A banda The Breeders tocou ontem, dia 25 de julho, pela primeira vez no Rio. O show foi parte da turnê comemorativa de 20 anos do lançamento do álbum Last Splash. E como não poderia deixar de ser, esse escriba fez abaixo um relato de como foi a noite.

Fotos: Instagram

Foto: Instagram de Bárbara Borges

Cheguei na Lapa por volta das 21 horas e 30 minutos, e vi que estava rolando um show gospel nos arcos. Um frio intenso na cidade e os peregrinos ouvindo música gospel, pensei: “Que droga! Espero que não misture o som.”

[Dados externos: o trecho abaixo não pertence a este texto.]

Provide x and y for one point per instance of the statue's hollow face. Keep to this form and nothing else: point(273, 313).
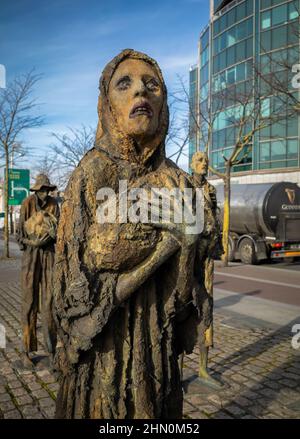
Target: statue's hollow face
point(136, 97)
point(43, 193)
point(200, 164)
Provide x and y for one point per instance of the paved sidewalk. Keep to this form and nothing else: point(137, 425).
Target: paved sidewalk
point(253, 357)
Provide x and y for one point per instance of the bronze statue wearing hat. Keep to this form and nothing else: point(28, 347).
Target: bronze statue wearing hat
point(36, 235)
point(209, 247)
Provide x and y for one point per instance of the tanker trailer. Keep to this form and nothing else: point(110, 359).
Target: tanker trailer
point(264, 221)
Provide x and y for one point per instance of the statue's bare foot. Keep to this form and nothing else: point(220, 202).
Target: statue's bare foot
point(27, 362)
point(206, 379)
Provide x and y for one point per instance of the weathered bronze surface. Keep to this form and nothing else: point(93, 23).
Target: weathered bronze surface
point(126, 295)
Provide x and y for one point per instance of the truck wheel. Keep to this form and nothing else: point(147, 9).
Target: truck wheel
point(247, 252)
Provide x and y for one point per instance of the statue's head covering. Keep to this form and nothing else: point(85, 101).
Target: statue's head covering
point(109, 137)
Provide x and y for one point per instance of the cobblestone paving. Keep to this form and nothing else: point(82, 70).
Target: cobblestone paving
point(258, 367)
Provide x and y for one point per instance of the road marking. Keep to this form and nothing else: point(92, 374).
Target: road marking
point(272, 282)
point(269, 311)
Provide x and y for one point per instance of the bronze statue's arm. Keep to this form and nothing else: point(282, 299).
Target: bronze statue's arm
point(84, 329)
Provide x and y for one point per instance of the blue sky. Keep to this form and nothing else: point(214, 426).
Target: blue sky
point(70, 41)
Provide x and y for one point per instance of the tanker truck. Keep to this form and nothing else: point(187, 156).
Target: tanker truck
point(264, 221)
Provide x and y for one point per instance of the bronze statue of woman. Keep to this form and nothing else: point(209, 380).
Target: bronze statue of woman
point(125, 293)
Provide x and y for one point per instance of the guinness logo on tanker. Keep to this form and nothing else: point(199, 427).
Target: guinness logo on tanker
point(291, 194)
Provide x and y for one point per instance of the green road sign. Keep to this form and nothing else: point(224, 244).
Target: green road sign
point(18, 185)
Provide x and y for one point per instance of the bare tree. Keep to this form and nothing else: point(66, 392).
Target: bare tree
point(68, 150)
point(47, 164)
point(17, 108)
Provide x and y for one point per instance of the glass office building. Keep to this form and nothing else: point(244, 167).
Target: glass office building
point(239, 35)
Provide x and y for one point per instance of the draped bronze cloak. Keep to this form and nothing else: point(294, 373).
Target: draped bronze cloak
point(120, 360)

Entro no Circo Voador faltando 10 minutos para a hora do show. Segundo o site da casa, o show começaria às 22 horas, e como os últimos shows que fui na casa começaram pontualmente na hora, entrei logo para não perder o início. Mas para minha surpresa, a casa estava muito vazia. Pensei mais uma vez: “Só me resta comprar uma cerveja e aguardar”.

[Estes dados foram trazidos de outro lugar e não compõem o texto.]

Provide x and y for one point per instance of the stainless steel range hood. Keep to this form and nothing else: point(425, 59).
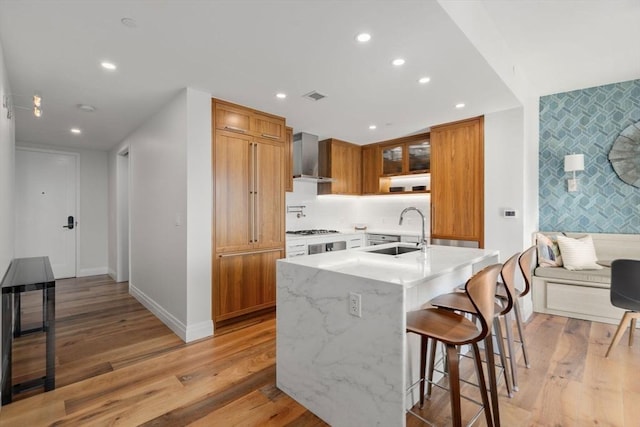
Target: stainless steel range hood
point(305, 158)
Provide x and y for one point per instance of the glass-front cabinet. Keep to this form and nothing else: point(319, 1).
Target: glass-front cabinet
point(419, 157)
point(392, 160)
point(406, 158)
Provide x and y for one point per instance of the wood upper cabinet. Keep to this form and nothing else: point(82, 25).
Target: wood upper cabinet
point(457, 181)
point(249, 170)
point(269, 197)
point(342, 162)
point(371, 169)
point(232, 118)
point(388, 160)
point(268, 127)
point(246, 283)
point(406, 156)
point(249, 193)
point(288, 152)
point(233, 156)
point(236, 118)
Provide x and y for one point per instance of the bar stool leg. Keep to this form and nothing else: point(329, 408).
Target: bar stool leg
point(503, 354)
point(482, 384)
point(424, 342)
point(432, 362)
point(454, 385)
point(493, 386)
point(516, 307)
point(512, 353)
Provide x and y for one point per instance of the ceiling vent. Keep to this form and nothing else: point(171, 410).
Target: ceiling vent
point(314, 96)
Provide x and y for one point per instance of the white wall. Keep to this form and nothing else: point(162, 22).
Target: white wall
point(170, 187)
point(503, 186)
point(93, 214)
point(199, 211)
point(7, 160)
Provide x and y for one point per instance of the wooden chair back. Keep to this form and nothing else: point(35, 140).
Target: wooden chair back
point(527, 262)
point(508, 275)
point(481, 289)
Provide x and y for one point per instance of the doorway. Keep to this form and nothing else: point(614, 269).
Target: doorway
point(46, 209)
point(122, 224)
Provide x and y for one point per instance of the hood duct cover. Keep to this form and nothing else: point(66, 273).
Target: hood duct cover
point(305, 158)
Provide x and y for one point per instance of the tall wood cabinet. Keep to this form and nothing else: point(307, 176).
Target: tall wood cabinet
point(249, 172)
point(457, 181)
point(342, 162)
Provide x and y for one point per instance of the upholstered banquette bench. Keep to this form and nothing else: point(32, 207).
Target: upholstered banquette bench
point(582, 293)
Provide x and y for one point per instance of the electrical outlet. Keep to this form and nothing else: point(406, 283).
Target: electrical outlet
point(355, 307)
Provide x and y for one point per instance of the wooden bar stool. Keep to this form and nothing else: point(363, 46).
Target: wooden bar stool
point(459, 301)
point(454, 330)
point(527, 262)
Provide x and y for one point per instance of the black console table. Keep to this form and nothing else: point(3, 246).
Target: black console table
point(24, 275)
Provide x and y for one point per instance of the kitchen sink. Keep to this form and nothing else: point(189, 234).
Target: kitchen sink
point(394, 250)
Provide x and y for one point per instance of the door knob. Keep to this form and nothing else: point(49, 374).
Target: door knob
point(69, 223)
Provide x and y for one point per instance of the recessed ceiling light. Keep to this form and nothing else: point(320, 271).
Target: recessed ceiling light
point(108, 65)
point(86, 108)
point(129, 22)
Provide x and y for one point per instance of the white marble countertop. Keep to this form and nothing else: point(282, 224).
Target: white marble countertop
point(409, 269)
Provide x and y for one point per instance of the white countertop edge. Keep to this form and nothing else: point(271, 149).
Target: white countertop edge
point(406, 270)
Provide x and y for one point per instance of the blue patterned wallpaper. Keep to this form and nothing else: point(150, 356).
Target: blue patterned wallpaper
point(587, 122)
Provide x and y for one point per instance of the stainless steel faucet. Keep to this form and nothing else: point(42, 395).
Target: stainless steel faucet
point(423, 241)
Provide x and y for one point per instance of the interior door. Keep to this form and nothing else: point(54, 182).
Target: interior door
point(45, 210)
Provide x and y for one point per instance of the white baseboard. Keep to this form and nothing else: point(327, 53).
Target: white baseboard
point(199, 330)
point(186, 333)
point(84, 272)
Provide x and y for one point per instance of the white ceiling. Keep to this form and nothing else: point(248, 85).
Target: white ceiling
point(246, 51)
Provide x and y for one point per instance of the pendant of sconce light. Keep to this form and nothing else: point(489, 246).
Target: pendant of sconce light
point(37, 105)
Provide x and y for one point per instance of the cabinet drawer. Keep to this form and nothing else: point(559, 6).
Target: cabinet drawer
point(234, 119)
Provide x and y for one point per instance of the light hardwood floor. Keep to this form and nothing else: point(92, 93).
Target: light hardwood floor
point(119, 365)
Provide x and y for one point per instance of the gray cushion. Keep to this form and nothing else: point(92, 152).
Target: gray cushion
point(597, 276)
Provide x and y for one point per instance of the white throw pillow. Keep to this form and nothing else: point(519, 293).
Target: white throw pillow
point(578, 254)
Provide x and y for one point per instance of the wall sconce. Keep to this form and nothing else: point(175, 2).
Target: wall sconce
point(10, 106)
point(573, 163)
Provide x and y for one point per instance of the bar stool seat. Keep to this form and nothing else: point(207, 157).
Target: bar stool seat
point(461, 302)
point(453, 330)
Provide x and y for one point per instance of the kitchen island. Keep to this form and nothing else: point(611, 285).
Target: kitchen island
point(354, 370)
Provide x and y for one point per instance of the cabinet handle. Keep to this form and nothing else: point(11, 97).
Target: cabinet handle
point(236, 129)
point(250, 253)
point(252, 202)
point(255, 192)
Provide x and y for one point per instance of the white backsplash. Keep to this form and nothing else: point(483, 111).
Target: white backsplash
point(343, 213)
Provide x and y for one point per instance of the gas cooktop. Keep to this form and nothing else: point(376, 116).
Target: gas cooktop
point(312, 232)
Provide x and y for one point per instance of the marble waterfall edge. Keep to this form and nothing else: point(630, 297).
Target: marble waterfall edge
point(347, 371)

22 horas e 23 minutos. A casa começa a encher, mas acredito que não irá lotar. Uma loira dança sozinha no meio da pista semi-vazia – como se não houvesse amanhã, e como se não tivesse ninguém assistindo – ao som das músicas do Dj escalado para aquecer o público enquanto a atração da noite não sobe ao palco.

Foto: Instagram

Foto: Instagram de natmarchewka

O show começou às 23 horas em ponto com a execução de “New Year” a primeira canção do “Last Splash”, álbum que veio a ser tocado faixa à faixa na ordem e na íntegra. Apesar do frio que fez no Rio, e ainda, apesar da minha previsão no segundo parágrafo deste relato, o público compareceu em bom número.

Logo na introdução da segunda música, o hit “Cannonball”, os gritos de saudação do público aos Breeders se fizeram presente. As irmãs Deal, Kim e Kelley, se mostram felizes, e brincam entre si. A sisuda baixista Josephine Wiggs sorri pela primeira e única vez na noite ao perguntar se alguém do público gostaria de tocar bateria na próxima canção. Como ninguém se prontifica, ela troca de instrumento com o baterista Jim Pacpherson em “Roi”.

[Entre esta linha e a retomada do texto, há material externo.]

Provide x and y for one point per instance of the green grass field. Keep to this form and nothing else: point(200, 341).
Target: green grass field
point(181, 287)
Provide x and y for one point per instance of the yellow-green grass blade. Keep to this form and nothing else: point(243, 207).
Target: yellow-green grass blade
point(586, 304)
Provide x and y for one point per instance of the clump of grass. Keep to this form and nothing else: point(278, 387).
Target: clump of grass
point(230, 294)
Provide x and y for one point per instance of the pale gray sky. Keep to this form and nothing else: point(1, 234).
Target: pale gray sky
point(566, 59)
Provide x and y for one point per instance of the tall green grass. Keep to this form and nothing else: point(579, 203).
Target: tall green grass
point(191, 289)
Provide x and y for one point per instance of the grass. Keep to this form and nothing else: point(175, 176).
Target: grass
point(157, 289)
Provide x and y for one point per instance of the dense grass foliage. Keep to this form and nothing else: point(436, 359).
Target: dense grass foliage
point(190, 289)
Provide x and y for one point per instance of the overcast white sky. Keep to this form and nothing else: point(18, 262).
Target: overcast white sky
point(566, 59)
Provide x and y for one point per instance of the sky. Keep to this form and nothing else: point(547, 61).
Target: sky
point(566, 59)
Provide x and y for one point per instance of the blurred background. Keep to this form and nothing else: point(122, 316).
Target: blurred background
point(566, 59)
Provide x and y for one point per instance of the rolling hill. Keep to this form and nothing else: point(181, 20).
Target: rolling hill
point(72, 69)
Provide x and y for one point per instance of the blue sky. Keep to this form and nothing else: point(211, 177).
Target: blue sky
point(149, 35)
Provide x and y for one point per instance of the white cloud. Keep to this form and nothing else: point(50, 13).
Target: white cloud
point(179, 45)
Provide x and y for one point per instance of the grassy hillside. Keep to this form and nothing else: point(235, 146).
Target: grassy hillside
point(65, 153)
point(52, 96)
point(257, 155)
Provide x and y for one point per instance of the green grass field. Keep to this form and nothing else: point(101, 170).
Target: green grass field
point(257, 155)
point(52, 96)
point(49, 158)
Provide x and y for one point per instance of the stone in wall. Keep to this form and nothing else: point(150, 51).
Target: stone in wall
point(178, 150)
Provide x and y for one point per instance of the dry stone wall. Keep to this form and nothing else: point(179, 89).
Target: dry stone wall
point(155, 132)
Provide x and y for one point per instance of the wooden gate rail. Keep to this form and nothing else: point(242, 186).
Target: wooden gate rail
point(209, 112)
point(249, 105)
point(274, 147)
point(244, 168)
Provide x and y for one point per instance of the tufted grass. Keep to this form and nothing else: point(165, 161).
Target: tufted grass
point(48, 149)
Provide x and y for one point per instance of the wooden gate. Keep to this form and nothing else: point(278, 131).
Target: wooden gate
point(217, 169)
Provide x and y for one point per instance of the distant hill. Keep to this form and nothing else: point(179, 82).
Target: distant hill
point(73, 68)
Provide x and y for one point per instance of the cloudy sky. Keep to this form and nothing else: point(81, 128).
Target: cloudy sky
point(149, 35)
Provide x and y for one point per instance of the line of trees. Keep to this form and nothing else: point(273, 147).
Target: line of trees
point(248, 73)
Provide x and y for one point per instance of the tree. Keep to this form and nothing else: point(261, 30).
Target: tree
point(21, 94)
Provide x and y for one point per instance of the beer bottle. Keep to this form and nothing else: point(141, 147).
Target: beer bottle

A primeira parte do show terminou após a execução da última faixa de “Last Splash”, e após uma breve saída do palco, a banda voltou para os dois bis de praxe, tocando canções do álbum “Pod”, entre elas “Hellbound” e “Happiness is a Warm Gun”.

Foto: Instagram

Foto: Instagram de Daniel Coelho

Foi um show curto, devido a maior parte das canções serem de pouca duração. Além disso, é interessante notar que mesmo após 20 anos, as músicas ainda funcionam. Talvez, seja devido ao peso emocional que tais canções e disco tenham na vida de cada um dos presentes ao show. Mas analisando sem esse viés, foi um show bem executado.

O único senão, é que apesar do público ter gostado do show, o que percebi foi que algumas pessoas estavam ali não para ver e ouvir os Breeders, e sim para ver e ouvir a Kim Deal, ex-baixista do Pixies.